A Bump in the Road: An Update on the Waymo v. Uber Litigation

3 minute read | April.15.2017

The Waymo v. Uber trade secrets litigation has been underway for less than two months but the case has already hit quite few speed bumps with multiple discovery battles, Waymo’s efforts to obtain a preliminary injunction from Judge William Alsup of Northern District of California, a fight over arbitration, assertions of 5th Amendment rights, and now an appeal to the Federal Circuit that has temporarily halted a portion of the district court proceedings.

As a quick recap of how we got here, Waymo alleges that one of its former key managers in charge of Waymo’s driverless car business, Anthony Levandowski, downloaded more than 14,000 files to start a competing company—Otto—that Uber later purchased.  The key technology relates to a LiDAR system, which is mounted on top of the car and gives the driverless car the ability to “see” other cars and obstacles.  Waymo is seeking a preliminary injunction enjoining Uber from using or disclosing any of Waymo’s trade secrets and from selling any devices based on Waymo’s patents.  In aid of the PI hearing on May 3, 2017, the parties are engaging in expedited discovery. Since this case started, the docket has been quite active and full of interesting, thorny legal issues.

During the proceedings, Levandowski asserted his 5th Amendment privilege against self-incrimination.  Waymo did not name him as a defendant in this action and is instead battling Levandowski in arbitration.  Uber wants this action to also play out in arbitration but the court hasn’t yet decided which forum gets to keep the case.

Uber contends that none of those 14,000 documents has made its way onto Uber’s servers and devices.

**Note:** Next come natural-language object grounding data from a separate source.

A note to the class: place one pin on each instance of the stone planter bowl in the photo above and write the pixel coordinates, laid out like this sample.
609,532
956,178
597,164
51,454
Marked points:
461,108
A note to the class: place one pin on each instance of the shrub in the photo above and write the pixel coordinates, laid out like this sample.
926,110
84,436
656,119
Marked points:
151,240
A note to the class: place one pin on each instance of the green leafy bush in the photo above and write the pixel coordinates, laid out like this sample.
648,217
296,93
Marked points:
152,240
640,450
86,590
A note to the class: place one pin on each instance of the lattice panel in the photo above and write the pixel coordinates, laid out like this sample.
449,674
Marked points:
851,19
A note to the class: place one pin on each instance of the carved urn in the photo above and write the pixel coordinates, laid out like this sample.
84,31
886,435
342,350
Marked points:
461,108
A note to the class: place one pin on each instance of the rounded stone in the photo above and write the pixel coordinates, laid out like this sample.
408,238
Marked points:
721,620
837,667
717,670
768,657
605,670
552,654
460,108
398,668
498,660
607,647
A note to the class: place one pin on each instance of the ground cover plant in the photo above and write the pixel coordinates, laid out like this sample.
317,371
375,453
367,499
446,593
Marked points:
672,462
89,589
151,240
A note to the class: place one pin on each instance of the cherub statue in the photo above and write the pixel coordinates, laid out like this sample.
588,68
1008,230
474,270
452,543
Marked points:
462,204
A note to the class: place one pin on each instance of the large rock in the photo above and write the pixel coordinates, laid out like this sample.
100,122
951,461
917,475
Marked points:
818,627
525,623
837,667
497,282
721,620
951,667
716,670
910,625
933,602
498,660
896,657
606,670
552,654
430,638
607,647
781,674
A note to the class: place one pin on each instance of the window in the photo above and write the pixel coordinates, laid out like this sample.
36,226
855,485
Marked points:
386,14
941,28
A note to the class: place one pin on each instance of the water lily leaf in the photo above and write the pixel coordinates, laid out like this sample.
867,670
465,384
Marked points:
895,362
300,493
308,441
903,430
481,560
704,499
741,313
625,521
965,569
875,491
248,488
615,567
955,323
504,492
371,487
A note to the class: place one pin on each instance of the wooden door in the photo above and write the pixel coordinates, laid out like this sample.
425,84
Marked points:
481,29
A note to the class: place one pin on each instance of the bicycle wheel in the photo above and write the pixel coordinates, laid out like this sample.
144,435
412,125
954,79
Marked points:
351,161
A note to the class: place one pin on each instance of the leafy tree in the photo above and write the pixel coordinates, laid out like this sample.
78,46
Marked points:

But without Levandowski’s testimony, Uber cannot—at this time—explain why Levandowski downloaded the 14,000 documents or what he has or has not done with them.  Uber further argues that it cannot be using Waymo’s trade secrets because Waymo uses a single-lens LiDAR whereas Uber uses a four-lens device.  The court also ordered Uber to submit to an inspection of its LiDAR sensors by an expert and attorney of Waymo’s choosing.

In earlier proceedings, Judge Alsup appeared skeptical of the defendants’ claims, at one point, stating, “I have never seen a record this strong in 42 years.”  He further suggested that Waymo’s PI request “could lead to a preliminary injunction that Levandowski cannot work on this project any more until this case is over.”  Considering that Levandowski is one of the most experienced engineers in this space, such an order would likely harm Uber’s efforts to develop its driverless car technology.

But before we can even get to the upcoming PI hearing, the Fed Circuit will first weigh in on whether Levandowski’s 5th Amendment rights can protect a mysterious “due diligence report.”  This due diligence report was prepared prior to the sale of Otto.  Levandowski intervened in this action to prevent Uber from disclosing on a privilege log info about the report including the author of the report, which Levandowski contends will violate his 5th Amendment privilege.  It appears the report contains reference to the documents that Levandowski downloaded. On April 10, 2017, Judge Alsup ruled that Levandowski’s 5th Amendment right does not prevent Uber from complying with the typical requirements of the priv log.  But before things could get much further, Levandowski appealed the order to the Federal Circuit (which has jurisdiction because of the patent claims in Waymo’s complaint).  The Fed Circuit has stayed Judge Alsup’s order and asked the parties to finish briefing today.  This could be a real short stay if Waymo convinces the Fed Circuit that there’s no substance to Levandowski’s appeal.

Regardless of the length of the stay, it’s clear that these parties are in for a long, contested, and interesting battle.  We’ll keep you posted on how this all plays out.